Priming of NADPH Oxidase Activity in PLB-D Cells
We further investigated NADPH oxidase activity in response to the priming agent TNF-α and in response to fMLF after TNF-α-mediated priming in PLB-D cells. As described above, fMLF was chosen as the postpriming stimulus because it is a weak agonist of the respiratory burst in resting PMN. However, the results of these studies in PLB-D cells were complicated because fMLF stimulated a much greater NADPH oxidase response in naïve (unprimed) PLB-D cells compared to unprimed PMN. A lower concentration of fMLF was studied to determine whether the direct NADPH oxidase response to fMLF might be reduced and priming effects more readily identified. Using 100 nM fMLF as the agonist, there was still significant generation of ROS in PLB-D cells (fig. 3a), but there was also evidence of priming of the respiratory burst in PLB-D cells primed by TNF-α (fig. 3b, inset). There was no increase in the primed burst using higher concentrations of TNF-α for priming. Interestingly, in contrast to the studies in PMN, only minimal levels of ROS were detected in response to the priming agent TNF-α alone (fig. 3b).
Fig. 3.
NADPH oxidase activity in PLB-D cells in response to fMLF after priming by TNF-α. a PLB-D cells demonstrated ROS generation in response to fMLF (100 nM) as measured by LUC-CL. b PLB-D cells primed by 30 min incubation with TNF-α (1 ng/ml) demonstrated significant enhancement of the fMLF-stimulated respiratory burst.

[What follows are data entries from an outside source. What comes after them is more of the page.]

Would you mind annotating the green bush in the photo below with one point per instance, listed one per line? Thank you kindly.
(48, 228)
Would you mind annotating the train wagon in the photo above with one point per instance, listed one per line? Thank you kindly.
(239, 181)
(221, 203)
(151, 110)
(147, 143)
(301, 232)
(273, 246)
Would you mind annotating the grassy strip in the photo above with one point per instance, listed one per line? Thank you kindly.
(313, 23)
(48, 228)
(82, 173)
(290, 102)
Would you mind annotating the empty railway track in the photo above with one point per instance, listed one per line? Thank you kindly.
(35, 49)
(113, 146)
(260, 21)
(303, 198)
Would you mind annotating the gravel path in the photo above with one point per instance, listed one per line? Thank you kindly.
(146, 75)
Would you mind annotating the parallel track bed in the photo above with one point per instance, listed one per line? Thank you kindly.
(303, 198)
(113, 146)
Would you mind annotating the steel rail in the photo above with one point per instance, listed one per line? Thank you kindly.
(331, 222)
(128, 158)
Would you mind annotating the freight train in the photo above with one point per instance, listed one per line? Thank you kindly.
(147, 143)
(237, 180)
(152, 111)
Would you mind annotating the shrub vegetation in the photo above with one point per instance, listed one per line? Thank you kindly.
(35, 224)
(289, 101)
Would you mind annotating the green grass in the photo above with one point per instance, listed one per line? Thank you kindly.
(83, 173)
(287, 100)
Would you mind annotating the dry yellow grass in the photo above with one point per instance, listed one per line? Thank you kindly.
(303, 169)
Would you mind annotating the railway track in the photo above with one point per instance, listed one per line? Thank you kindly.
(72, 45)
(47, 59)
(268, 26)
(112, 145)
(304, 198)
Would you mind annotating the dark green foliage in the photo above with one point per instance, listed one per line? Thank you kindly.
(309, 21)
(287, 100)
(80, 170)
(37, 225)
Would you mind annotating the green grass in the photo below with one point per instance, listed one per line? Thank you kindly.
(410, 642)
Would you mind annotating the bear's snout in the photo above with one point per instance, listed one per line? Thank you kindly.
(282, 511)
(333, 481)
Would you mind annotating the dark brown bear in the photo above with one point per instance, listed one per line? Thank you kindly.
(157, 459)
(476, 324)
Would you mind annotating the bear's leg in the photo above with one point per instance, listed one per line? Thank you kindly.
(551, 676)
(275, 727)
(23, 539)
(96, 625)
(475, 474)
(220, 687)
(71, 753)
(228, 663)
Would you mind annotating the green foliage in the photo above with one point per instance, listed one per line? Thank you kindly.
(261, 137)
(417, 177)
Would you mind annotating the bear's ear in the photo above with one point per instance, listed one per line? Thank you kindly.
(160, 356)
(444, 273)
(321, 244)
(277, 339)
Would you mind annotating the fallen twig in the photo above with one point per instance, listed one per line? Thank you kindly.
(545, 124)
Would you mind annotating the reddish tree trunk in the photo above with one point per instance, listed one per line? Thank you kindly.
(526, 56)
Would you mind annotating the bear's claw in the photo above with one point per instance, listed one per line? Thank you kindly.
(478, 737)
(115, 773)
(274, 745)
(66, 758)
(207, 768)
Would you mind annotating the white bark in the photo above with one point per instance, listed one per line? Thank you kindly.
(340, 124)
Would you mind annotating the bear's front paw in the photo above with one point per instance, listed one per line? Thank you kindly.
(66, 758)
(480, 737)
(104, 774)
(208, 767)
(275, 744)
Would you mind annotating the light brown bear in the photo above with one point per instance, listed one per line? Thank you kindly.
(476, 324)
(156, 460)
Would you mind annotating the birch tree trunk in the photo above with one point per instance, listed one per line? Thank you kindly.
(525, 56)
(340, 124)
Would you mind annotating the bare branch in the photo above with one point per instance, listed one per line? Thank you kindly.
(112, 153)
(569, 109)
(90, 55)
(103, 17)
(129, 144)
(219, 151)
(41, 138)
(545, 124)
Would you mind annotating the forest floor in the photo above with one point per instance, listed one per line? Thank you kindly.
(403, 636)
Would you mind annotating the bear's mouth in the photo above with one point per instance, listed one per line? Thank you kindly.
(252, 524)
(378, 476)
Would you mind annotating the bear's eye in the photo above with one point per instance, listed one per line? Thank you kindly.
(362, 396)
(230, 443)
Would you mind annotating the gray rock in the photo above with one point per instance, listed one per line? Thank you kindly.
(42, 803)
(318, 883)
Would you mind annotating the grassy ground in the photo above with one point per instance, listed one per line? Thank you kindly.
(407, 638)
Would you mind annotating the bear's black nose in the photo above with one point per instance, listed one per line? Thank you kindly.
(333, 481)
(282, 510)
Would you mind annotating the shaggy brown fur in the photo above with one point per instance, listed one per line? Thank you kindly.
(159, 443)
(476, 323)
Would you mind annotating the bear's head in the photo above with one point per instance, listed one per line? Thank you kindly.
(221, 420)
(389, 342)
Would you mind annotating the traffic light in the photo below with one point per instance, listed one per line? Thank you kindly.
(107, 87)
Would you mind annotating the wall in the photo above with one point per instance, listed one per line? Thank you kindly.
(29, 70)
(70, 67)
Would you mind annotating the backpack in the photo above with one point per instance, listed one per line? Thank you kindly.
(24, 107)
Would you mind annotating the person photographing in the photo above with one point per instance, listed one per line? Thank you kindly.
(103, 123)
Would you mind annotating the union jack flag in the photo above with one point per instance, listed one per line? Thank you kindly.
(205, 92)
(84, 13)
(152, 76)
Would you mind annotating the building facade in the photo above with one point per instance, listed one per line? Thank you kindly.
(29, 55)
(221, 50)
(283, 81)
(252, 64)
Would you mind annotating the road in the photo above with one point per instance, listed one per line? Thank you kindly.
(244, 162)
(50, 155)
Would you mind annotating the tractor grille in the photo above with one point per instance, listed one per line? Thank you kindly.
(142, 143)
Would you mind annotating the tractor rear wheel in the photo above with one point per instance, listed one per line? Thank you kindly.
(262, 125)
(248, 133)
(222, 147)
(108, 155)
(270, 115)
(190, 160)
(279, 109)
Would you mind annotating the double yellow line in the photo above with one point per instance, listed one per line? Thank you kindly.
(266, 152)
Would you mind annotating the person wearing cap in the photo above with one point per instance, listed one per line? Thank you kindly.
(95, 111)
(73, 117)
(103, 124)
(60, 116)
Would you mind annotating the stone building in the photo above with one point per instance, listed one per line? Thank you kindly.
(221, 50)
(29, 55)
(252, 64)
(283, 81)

There were no detectable ROS generated in response to TNF-α alone. * p < 0.05 as compared to TNF-α only or fMLF. N = 18.
Cell Surface Expression of the fMLF Receptor in PMN and PLB-D Cells
We reasoned that the enhanced NADPH oxidase activity seen in naïve PLB-D cells in response to fMLF might be secondary to greater fMLF receptor density on the surface of unstimulated PLB-D cells as compared with unstimulated PMN. To test this we used flow cytometry to measure binding of F-N, a fluorescent ligand which binds to formyl-peptide receptor 1 [24]. We have previously confirmed that this ligand binds the fMLF receptor by competition studies with unlabelled fMLF [25]. Both PMN and PLB-D cells had easily detectable surface levels of fMLF receptor using this method, however, PMN had greater cell surface expression of the receptor than did PLB-D cells at rest (fig. 4). In response to stimulation with TNF-α, PMN displayed slightly enhanced levels of fMLF receptor expression that were independent of the TNF-α concentration but not significantly increased over unstimulated PMN. There was no increase in F-N binding following TNF-α stimulation of PLB-D cells. Considered in combination with the significant direct NADPH oxidase response to fMLF alone, it appeared that alternate endpoints to assess the primed phenotype in PLB-D cells would be necessary as cellular responses to fMLF stimulation may not be equivalent in PMN and PLB-D cells.
Fig. 4.
Surface expression of fMLF receptor in PMN and PLB-D cells measured by flow cytometry. Cell surface levels of the fMLF receptor, as measured by binding of the fluorescent ligand, F-N, were higher in resting PMN than in unstimulated PLB-D cells. Incubation of PMN with TNF-α (1–100 ng/ml) for 30 min elicited a trend towards increased receptor density that was not significant, however, PLB-D cells displayed no increase in F-N binding following treatment with the highest concentration of TNF-α . N = 4–9.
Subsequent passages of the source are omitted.